API recently interviewed faculty from the renowned Parsons The New School for Design in Paris to learn why Paris and Parsons are the epitome of design and fashion. This week we feature Monica Fraile, who teaches the Portfolio Design course. You can learn more about API’s Parsons Paris program here.
(API) Tell us about you! And your background in design!
(Monica) I chose to study graphic design in New York mainly because of Robert Brownjohn’s design work, and I was lucky to start my practice in New York City working with Brownjohn’s partner and friend, Tony Palladino.
So I learned the value of visual communication, the value of the message and how it translates in form, over nonsensical stylistic solutions. As Tony would say ‘content matters’. Hopefully, I will be able to share Tony’s enthusiasm in this course.
(API) Who is the Portfolio Design course for? What kind of student should consider it?
(Monica) Any student who wishes to pursue an education in the visual and related arts is a good fit for this course. Obviously, you need to have a very strong interest and appeal for an art form you want to explore, whether it is photography, painting, fashion design, or graphic design.
The aim of the course is to develop a high-quality portfolio of work for further and higher education, so you need to have some developed artwork, or art project, that you will be able to further develop, enhance, and showcase.
(API) Is the course collaborative, or does it have more of an individual focus?
(Monica) The main focus is individual, and design choices are individual choices. However, this course works like a design studio team workshop, there will be collaborative projects (photo shoots and print sessions) because they are time-consuming, so it is best to work in groups.
Class participation and class critiques are also very helpful in understanding how people respond to your artwork. It is crucial to hear out these responses, in order to head in the right direction, since design and art are judged on the end result never about your good intentions.
(API) What do students get most out of the research trips to museums and galleries? Do any particular trips from this past summer stick out to you?
(Monica) Research trips to museums and galleries are essential; any visual artist feeds on these for inspiration, and when searching for solutions.
It’s visual literacy, the more you look at visual art in any form, the more you process understanding how it is done and also better understand what interests you.
Besides the main retrospectives on Christian Dior, David Hockney, and Walker Evans; Guy Bourdin’s exhibition at Maison Chloé was an unexpected treat ‘Femininities – Guy Bourdin‘. And also the small but precious ‘Magnum Analog Recovery’ exhibition at Le BaL.
(API) What is the biggest lesson or takeaway students get from this course? How does it help prepare them for their future degree?
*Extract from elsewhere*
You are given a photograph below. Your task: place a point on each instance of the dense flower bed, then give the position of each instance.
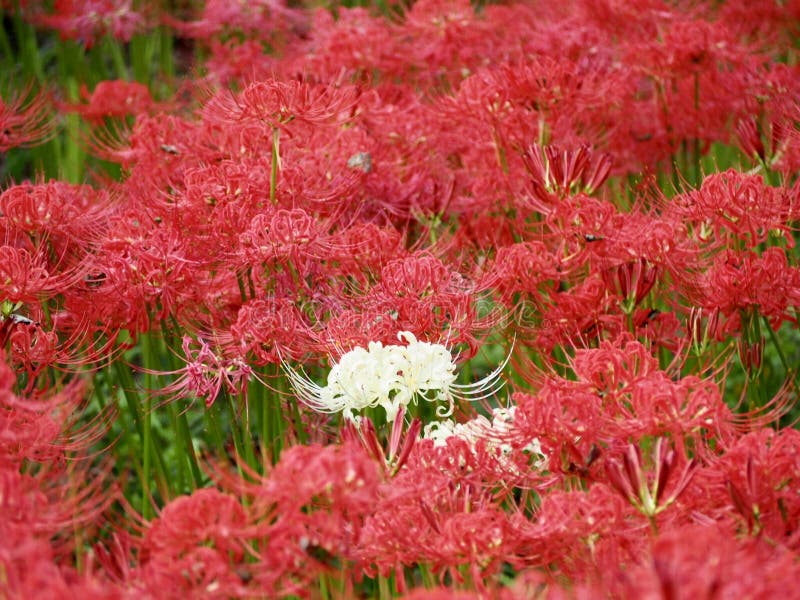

(Monica) Besides learning design principles, typography, digital apps, techniques, the most important lesson is the understanding of design choices, and not only in visual communication. All the questioning you will apply in your process work will be the same in any design field.
(API) What advice would you give to a student considering a summer study program at Parsons Paris?
(Monica) Summer study programs are very intensive and thus very gratifying in the end. Be prepared, it’s worth it.
(API) Being a native Parisian yourself, what is it about Paris that you are most excited to share with first-time visitors?
(Monica) To be specific, I had a student, from Latin America whose artwork was highly inspired by Kinetic Op art. Yet, before the course, she knew very little about the Latin-American kinetic artists. And, here in Paris, she discovered the works of Soto, Cruz Diez, and Le Parc, thanks to Denise René’s gallery and catalogs.
So I am very pleased to be able to show places like this one to students, when relevant and specific to their work. We are lucky to have very high-end art galleries and bookshops in Paris, and cultural spaces with passionate connoisseurs.